Histoire

La barbe, cet excellent marqueur historique

Repéré par Sacha Nelken, mis à jour le 26.01.2016 à 14 h 57

Repéré sur Esquire

Le Jour ni l’Heure 2214 : Jean-Baptiste Carpeaux, 1827-1875, Hector implorant les dieux en faveur de son fils Astyanax, 1854 | Renaud Camus via Flickr CC License by[

Le Jour ni l’Heure 2214 : Jean-Baptiste Carpeaux, 1827-1875, Hector implorant les dieux en faveur de son fils Astyanax, 1854 | Renaud Camus via Flickr CC License by[

Ces dernières années, le nombre de personnes arborant une barbe dans nos rues a fortement augmenté. Pas seulement «accessoire de style», cette pilosité affichée pourrait en dire long sur notre époque et sur les précédentes, selon Christopher Oldstone-Moore, auteur du livre Of Beards and Men, qui accorde une interview au site américain Esquire et pour qui «l’histoire des hommes est écrite sur leurs visages».

Dans cet entretien traitant de l'évolution de la barbe à travers les âges, le nom d’Alexandre le Grand est largement cité puisque Oldstone-Moore nous apprend qu’il est le premier à avoir imposé le rasage comme une norme en Occident. Le roi de Macédoine, qui vivait au IVe siècle avant Jésus-Christ, demandait notamment à ses guerriers de se raser pour ne pas qu’on puisse les attraper par la barbe dans les combats au corps à corps.

Outre aujourd'hui, l'universitaire dénombre trois autres périodes durant lesquelles la barbe était «in» le XIXe siècle, où les hommes de toutes les classes sociales adoptaient le poil; le Moyen-Âge et le tout début de la Renaissance; et, enfin, le règne de l’empereur romain Hadrien (117-138 après Jésus-Christ). Se voyant comme un empereur «sage», il décida de se laisser pousser la barbe, à l’instar des philosophes stoïciens, afin de se rapprocher de la nature et d’en respecter les lois.

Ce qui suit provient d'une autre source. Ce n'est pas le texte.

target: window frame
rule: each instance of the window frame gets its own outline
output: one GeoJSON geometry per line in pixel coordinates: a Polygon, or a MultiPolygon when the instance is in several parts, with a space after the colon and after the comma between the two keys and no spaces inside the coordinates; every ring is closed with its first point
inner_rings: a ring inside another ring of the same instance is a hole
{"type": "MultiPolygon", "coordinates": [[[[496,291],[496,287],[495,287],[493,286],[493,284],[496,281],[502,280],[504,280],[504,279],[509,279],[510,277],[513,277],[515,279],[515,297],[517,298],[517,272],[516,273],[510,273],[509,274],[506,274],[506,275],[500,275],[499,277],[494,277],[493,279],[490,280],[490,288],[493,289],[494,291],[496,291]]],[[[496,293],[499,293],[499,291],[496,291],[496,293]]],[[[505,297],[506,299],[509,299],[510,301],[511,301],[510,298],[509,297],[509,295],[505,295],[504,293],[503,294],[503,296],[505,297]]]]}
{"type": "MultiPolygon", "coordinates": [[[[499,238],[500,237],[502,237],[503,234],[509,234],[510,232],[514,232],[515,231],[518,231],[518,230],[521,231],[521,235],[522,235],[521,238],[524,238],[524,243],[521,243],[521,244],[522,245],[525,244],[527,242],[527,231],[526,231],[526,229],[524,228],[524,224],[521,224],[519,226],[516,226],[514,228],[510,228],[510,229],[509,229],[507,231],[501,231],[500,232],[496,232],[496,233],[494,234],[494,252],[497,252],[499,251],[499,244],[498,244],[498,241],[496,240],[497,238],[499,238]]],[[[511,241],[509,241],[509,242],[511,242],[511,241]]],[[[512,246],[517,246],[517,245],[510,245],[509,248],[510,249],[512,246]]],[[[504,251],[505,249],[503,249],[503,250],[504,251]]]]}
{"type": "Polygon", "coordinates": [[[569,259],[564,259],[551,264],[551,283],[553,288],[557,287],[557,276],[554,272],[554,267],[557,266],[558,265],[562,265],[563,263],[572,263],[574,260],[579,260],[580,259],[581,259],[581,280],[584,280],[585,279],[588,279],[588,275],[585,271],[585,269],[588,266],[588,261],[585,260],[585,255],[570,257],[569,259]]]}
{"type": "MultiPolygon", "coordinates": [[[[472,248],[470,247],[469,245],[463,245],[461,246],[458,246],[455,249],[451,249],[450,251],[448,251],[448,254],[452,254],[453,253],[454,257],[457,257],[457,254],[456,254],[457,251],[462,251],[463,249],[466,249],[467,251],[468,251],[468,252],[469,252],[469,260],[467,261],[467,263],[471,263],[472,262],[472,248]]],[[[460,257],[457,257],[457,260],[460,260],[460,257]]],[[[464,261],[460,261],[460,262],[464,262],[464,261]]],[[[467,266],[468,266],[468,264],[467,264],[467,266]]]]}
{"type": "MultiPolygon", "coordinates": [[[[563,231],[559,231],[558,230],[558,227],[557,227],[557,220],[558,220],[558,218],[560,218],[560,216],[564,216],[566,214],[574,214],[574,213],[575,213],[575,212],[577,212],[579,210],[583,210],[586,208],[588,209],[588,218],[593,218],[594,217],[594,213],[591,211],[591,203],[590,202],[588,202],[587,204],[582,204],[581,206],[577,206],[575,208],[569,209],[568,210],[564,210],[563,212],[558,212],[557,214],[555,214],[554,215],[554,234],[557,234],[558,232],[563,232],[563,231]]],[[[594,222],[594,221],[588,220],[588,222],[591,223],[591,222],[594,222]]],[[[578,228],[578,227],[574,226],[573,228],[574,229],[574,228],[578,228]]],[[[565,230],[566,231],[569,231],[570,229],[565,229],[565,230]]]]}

La barbe est donc aussi un marqueur de l’époque. Elle sert, à chaque fois, à redéfinir dans un sens ou dans l'autre la perception que l'on peut avoir de la virilité. Quand les Égyptiens, durant l’Antiquité, allaient jusqu’à se raser intégralement (cheveux compris), les Romains gardaient la barbe en signe de sagesse. Chaque civilisation a sa propre perception de ce que représente la barbe, signe de bestialité pour les uns, de culture pour d'autres.

La grande mode de la barbe actuelle est symptomatique d'une époque où les codes sociaux ont éclaté. Elle n’est plus réservée aux hipsters ou aux religieux, mais bien à la société masculine toute entière, des campagnes jusqu’au conseil des ministres. Reste maintenant à voir si cette mode va perdurer: en tout début d'année, le Telegraph penchait plutôt pour le non.